La domiciliation d’une telle activité illégale et sévèrement réprimée par la loi dans ladite rue n’est sûrement pas un simple fait du hasard, vu la sécurisation totale des lieux abritant le secteur urbain Emir Abdelkader et le consulat d’Espagne.
La rue liant la rue Larbi Ben M’hidi à la rue Khemisti n’est pas du tout discrète, vu la circulation automobile et piétonnière la marquant tout au long de la journée. Mais rien d’offensif n’affecte les gérants de ces petits «bureaux de change» proposant l’achat et la vente de toutes les devises, allant de l’euro le plus demandé jusqu’au petit dollar américain. Il s’agit là d’un marché parallèle qui a, pendant de longues années, échappé à tout contrôle. Il a trouvé un terrain d’exercice en toute impunité, faute de bureaux de change officiels et de réglementation devant régir une telle activité et réprimer la fraude.
A quelques pas du consulat d’Espagne, hautement surveillé par les policiers de la sûreté de wilaya d’Oran, des dizaines de transactions sont impunément conclues journellement. C’est d’une eucharistie à la fois incroyable et intelligible que l’acheteur et le vendeur se mettent en pleine symbiose avant de passer à la transaction lorsque le boutiquier s’adresse d’un ton presque inaudible en annonçant au passant, dont les oreilles sont aux aguets, qu’il pourra faire l’affaire qu’il recherche.
Un petit sifflement est suffisant pour passer à l’intérieur de la petite boutique, certes silencieuse et exigüe, mais qui est semblable à une grande banque vu ses petits coffres difficiles à ouvrir. Mieux, ces boutiques sont dotées de toutes les machines ultramodernes comme les petites caméras de télésurveillance à peine visibles installées dans tous les coins du comptoir. Ce n’est pas tout. Ces «bureaux de change» sont également dotés de tous les moyens, leur évitant une éventuelle arnaque. Il s’agit de ces petits stylos et autres appareils comptant et détectant les faux billets. En un clin d’oeil, la transaction est conclue, le vendeur de la devise ressort avec plusieurs liasses de billets locaux après avoir déposé les petits euros ou encore les petits dollars dont il a négocié la valeur d’échange avant de les déposer sans fracas ni vacarme. Dans toutes ces opérations qui sont effectuées à longueur d’année, ces petits employés gérant ces petits espaces ne se soucient guère. Car ils sont à l’avance rassurés qu’ils sont aussi sécurisés que leurs clients. Le même scénario est de visu perceptible dans l’autre versant de la ville, Mdina Djedida et Sidi Blel. Dans ces deux quartiers, la vente et l’achat des devises sont effectués à ciel ouvert. Des jeunes, avec à la main d’importantes liasses de billets, vont dans tous les sens pour interpeller les passants et leur proposer leurs services en toute…quiétude. Tout comme dans les quartiers européens investis par les filières de l’Europe de l’Est spécialisées dans les activités interdites comme le proxénétisme, la prostitution, la traite humaine et le trafic des billets, la ville d’Oran n’est pas en reste.
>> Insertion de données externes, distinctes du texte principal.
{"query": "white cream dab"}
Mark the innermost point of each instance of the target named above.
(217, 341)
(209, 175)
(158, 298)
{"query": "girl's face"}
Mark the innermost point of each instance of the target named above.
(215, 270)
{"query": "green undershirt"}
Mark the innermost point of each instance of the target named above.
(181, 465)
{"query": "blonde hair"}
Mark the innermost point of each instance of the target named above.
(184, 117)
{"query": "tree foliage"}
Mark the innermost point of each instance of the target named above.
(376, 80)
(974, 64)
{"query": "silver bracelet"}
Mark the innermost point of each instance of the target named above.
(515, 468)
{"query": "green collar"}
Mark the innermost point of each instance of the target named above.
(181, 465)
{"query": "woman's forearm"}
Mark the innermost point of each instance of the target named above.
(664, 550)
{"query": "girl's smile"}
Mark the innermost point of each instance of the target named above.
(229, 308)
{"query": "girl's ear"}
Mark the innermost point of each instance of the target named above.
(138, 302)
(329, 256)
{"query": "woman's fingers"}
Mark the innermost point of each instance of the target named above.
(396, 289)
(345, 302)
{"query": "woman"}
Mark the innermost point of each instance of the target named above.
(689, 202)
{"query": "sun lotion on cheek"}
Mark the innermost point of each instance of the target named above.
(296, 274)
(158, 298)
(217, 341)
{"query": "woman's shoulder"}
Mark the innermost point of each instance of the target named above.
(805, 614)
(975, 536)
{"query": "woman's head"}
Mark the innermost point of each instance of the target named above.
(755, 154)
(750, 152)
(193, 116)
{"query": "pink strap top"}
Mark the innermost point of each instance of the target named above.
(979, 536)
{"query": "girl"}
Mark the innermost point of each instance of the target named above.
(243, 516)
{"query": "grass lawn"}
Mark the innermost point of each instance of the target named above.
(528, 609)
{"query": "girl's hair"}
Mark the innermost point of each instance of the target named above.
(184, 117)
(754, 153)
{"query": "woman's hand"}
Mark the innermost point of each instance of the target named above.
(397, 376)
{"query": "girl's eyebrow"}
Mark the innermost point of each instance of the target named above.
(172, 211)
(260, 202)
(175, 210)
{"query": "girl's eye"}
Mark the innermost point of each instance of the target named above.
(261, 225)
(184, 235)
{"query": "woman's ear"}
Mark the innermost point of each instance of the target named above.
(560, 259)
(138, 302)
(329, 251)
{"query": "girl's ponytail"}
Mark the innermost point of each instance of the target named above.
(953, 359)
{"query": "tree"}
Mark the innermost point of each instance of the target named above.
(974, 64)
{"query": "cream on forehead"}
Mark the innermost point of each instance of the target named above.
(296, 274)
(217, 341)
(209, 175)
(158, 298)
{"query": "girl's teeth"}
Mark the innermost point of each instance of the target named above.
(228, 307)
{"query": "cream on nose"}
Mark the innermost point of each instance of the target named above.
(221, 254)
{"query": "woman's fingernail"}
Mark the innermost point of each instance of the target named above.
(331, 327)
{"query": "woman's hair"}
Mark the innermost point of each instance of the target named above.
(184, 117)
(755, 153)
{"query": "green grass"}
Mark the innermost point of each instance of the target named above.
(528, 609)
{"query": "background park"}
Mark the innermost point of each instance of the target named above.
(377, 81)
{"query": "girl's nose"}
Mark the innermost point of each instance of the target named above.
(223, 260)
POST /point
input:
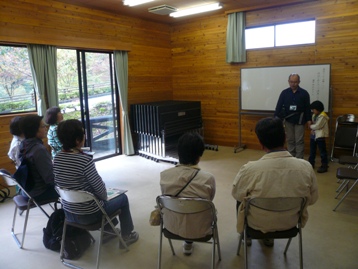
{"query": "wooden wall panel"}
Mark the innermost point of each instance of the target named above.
(217, 83)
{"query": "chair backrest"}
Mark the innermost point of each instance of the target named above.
(185, 205)
(277, 204)
(11, 181)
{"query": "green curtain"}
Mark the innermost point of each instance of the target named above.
(121, 70)
(235, 38)
(43, 63)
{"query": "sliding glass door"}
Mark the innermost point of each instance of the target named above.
(96, 102)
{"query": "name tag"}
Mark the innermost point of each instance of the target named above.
(293, 108)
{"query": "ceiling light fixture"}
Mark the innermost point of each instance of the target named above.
(195, 10)
(133, 3)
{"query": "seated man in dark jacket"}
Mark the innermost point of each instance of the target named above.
(38, 159)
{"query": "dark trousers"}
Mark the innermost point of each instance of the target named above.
(319, 143)
(110, 206)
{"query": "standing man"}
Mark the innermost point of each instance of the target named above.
(293, 106)
(276, 174)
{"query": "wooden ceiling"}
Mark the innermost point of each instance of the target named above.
(141, 11)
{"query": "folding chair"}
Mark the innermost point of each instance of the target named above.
(188, 206)
(23, 204)
(346, 174)
(282, 204)
(352, 162)
(77, 196)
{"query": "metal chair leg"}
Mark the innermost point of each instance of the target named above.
(345, 195)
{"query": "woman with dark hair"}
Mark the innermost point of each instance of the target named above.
(187, 180)
(38, 159)
(76, 170)
(53, 117)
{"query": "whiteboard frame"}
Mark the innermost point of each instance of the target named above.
(280, 74)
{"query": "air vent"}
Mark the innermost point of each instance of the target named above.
(162, 10)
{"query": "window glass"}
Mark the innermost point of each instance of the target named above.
(261, 37)
(281, 35)
(295, 33)
(17, 92)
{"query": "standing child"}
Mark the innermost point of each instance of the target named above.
(18, 136)
(319, 132)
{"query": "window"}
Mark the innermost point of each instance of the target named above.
(281, 35)
(17, 93)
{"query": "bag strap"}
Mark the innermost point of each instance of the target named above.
(197, 171)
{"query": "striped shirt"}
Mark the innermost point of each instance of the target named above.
(77, 171)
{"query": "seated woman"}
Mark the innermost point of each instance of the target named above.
(76, 170)
(201, 184)
(39, 162)
(53, 118)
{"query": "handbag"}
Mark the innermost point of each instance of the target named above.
(154, 219)
(155, 215)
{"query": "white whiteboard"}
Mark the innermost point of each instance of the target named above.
(261, 87)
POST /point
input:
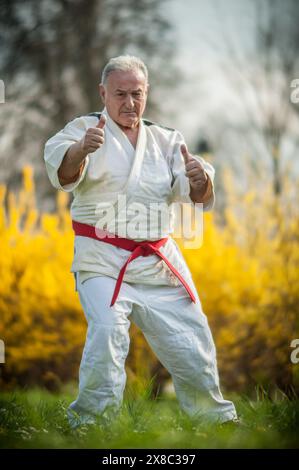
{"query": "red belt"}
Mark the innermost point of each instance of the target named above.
(143, 248)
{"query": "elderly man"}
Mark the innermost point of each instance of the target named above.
(115, 162)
La sécurité des transactions est hautement assurée par des «vigiles» cachés dans des voitures discrètes stationnées à proximité des lieux des transactions, pour se mettre à l’abri des regards et des suspicions. Ces hommes interviennent en force et rapidement au moindre imprévu pour mettre de l’ordre avant de relancer tout de go l’activité…commerciale. Qui est donc derrière ces centaines d’opérations qui continuent à asséner des coups durs à l’économie nationale? S’agit-il d’un réseau international bien structuré qui a pour but d’affaiblir l’économie nationale? La réponse n’est contre toute attente pas pour demain tant qu’aucune enquête avancée n’a été menée en ce sens.